20 October 2010

dancing at both ends of the ballroom ...

... or not, if we're sceptical about sexual polarities.

'Bisexuals Need Not Apply: A Comparative Appraisal of Refugee Law and Policy in Canada, the United States, and Australia' by Sean Rehaag in 13(2) International Journal of Human Rights (2009) -
offers an analysis of refugee claims on grounds of bisexuality. After discussing the grounds on which sexual minorities may qualify for refugee status under international refugee law, the paper empirically assesses the success rates of bisexual refugee claimants in three major host states: Canada, the United States, and Australia. It concludes that bisexuals are significantly less successful than other sexual minority groups in obtaining refugee status in those countries. Through an examination of selected published decisions involving bisexual refugee claimants, the author identifies two main areas for concern that may partly account for the difficulties that bisexual refugee claimants encounter: the invisibility of bisexuality as a sexual identity, and negative views held by some refugee claims adjudicators towards bisexuality as well as the reluctance of some adjudicators to grant refugee status to sexual minorities who differ from gay and lesbian identities as traditionally understood.
Rehaag comments that -
Before turning to my main argument, it is pertinent to first address the terminology used in this paper. Debates regarding appropriate labels for sexual behaviours, sexual identities, and sexual orientations are one of the mainstays of discussions about what human rights have to say about sexual minorities. One source of these debates is that, regardless of which terminology one chooses to embrace, it will inevitably fail to accord with the self-understanding of many of those who are supposed to be covered by the terminology. There have, for example, been sharp disagreements over terms such as MSM (men who have sex with men), WSW (women who have sex with women), ‘homosexual’, ‘gay’, LGBT (lesbian, gay, bisexual, and transgender), and ‘queer’. Some of the concerns expressed over such terms include whether a term occludes distinct sexual identities and complex intersectional considerations related to gender, class, race, language, religion, physical ability, HIV status, and so on; whether one inappropriately conflates (or bifurcates) sexual behaviours and sexual identities; and whether one excludes particular groups that ought to be included. Moreover, cross-cultural dimensions add a further level of complexity to these debates, because even if one’s chosen terminology is accepted within one community, it may be inappropriate in communities located in other regions of the world. In this paper, I adopt the general term ‘sexual minorities’. I choose the term because it has relatively unsettled and imprecise boundaries. This imprecision is helpful, as it allows the term to include all persons seeking protection from persecution on account of hetero-normativity, irrespective of their precise sexual identities or sexual behaviours.
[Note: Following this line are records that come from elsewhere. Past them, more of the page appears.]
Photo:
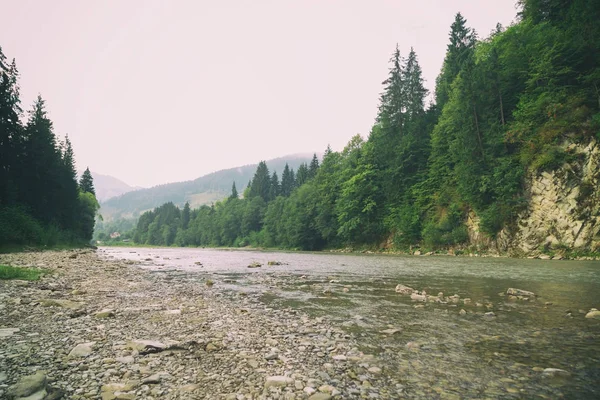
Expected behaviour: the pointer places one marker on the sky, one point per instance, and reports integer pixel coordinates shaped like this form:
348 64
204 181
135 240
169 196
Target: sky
153 91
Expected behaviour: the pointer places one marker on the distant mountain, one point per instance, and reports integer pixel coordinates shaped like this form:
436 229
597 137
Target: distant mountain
108 186
204 190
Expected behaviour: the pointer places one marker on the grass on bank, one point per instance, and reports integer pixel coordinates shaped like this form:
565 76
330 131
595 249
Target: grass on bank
22 273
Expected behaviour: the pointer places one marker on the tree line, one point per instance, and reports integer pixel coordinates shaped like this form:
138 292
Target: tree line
505 106
41 200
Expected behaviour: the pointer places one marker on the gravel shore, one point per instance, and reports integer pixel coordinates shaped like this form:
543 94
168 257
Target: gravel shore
100 328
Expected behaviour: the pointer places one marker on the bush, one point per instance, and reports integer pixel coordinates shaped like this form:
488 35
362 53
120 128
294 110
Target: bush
27 274
19 228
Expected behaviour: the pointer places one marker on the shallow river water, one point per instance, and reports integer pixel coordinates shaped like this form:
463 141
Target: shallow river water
438 350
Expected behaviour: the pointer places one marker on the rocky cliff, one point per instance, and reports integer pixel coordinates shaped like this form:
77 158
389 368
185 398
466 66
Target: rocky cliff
562 213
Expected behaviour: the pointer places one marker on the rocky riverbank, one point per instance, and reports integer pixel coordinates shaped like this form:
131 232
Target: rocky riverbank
98 328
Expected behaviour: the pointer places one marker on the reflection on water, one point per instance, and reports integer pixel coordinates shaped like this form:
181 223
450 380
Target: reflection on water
439 350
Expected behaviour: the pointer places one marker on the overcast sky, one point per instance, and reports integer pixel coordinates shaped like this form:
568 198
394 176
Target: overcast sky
161 91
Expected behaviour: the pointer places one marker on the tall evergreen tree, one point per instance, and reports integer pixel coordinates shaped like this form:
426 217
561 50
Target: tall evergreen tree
86 183
460 49
185 215
313 167
40 182
261 182
414 87
287 181
10 131
275 188
234 193
302 175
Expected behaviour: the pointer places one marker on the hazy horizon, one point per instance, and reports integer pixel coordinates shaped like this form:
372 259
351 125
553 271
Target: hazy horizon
154 92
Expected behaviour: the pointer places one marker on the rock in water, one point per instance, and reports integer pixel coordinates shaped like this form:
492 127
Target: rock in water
146 346
278 381
106 313
72 305
8 332
82 350
556 373
402 289
418 297
520 292
31 386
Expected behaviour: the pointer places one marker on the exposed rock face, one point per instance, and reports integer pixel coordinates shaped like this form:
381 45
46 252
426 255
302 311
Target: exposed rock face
563 205
563 209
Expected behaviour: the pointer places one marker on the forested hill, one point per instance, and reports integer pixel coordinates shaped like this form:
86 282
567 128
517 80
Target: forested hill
507 158
108 186
41 201
204 190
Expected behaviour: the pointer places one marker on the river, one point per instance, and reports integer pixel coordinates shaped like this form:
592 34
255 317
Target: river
428 347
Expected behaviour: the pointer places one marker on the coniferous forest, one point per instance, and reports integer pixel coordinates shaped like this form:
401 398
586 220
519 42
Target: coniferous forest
41 201
504 107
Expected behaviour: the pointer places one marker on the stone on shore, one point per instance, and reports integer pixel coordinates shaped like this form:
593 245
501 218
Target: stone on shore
106 313
82 350
519 292
30 386
555 373
71 305
593 313
278 381
151 346
402 289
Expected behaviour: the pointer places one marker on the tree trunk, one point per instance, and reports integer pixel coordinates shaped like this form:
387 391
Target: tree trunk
478 132
501 107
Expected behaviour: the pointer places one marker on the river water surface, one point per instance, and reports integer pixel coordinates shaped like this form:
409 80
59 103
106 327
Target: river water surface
438 350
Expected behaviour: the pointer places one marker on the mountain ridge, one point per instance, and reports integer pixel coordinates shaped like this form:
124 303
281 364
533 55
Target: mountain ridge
205 189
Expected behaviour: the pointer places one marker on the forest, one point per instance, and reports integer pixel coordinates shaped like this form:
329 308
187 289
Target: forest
504 107
42 202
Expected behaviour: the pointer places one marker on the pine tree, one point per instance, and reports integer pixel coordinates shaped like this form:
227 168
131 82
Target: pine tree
287 181
86 183
460 48
10 131
414 87
185 215
234 194
301 175
275 188
68 193
40 182
314 166
261 182
392 101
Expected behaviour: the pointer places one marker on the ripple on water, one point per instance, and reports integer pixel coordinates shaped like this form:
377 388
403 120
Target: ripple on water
436 352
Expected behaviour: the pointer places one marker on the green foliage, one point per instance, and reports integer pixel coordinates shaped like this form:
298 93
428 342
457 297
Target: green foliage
505 107
22 273
39 194
86 183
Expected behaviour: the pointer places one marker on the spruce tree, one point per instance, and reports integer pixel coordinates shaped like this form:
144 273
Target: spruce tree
414 87
10 131
287 181
68 194
460 48
185 216
314 167
234 194
392 102
86 183
261 182
275 188
40 182
302 175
One further terminological matter remains: my use of the term ‘bisexuality’. Debates about appropriate labels are, if anything, even more pronounced with respect to bisexuality than to other sexual minority identities. Once again, cross-cultural considerations muddy the waters. Some of those characterised in one locale as ‘bisexual’ may be viewed in others as ‘homosexual’ or ‘heterosexual’. In the context of this paper, it is necessary to note in particular that a person who would otherwise identify as exclusively homosexual may be coerced into different-sex sexual relations or into adopting bisexual identities through hetero-normative persecution.
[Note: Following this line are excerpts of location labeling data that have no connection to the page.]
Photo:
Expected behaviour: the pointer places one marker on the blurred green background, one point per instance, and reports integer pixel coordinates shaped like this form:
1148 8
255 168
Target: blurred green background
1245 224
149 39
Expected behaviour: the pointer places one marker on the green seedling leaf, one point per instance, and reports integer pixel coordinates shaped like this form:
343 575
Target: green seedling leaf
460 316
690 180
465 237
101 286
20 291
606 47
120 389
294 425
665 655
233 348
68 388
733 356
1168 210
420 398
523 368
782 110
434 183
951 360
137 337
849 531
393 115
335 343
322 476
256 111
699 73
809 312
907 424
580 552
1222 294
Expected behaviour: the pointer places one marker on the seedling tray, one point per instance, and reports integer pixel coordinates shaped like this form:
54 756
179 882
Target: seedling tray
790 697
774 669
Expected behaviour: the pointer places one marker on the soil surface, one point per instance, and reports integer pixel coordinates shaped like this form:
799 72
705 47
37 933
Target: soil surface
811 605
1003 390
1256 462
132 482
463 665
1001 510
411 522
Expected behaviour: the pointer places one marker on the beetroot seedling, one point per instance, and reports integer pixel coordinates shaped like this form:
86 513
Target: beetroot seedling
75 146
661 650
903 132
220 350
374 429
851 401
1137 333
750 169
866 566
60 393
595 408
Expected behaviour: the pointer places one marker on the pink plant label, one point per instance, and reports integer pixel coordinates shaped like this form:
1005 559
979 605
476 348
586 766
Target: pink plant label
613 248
This paper attempts to sidestep some of these debates over the definition of ‘bisexuality’ because my interest is not to set out a particular definition and advocate its use by refugee claims adjudicators. Rather, my interest is to explore how sexual minority refugee claimants whose cases involve allegations of non-gender-exclusive sexuality are treated in the refugee determination systems in several major host states. In this paper, therefore, I use the term ‘bisexual’ loosely to mean a person whose sexual orientation, sexual identity, or sexual behaviour is not directed exclusively towards persons of one particular sex or gender.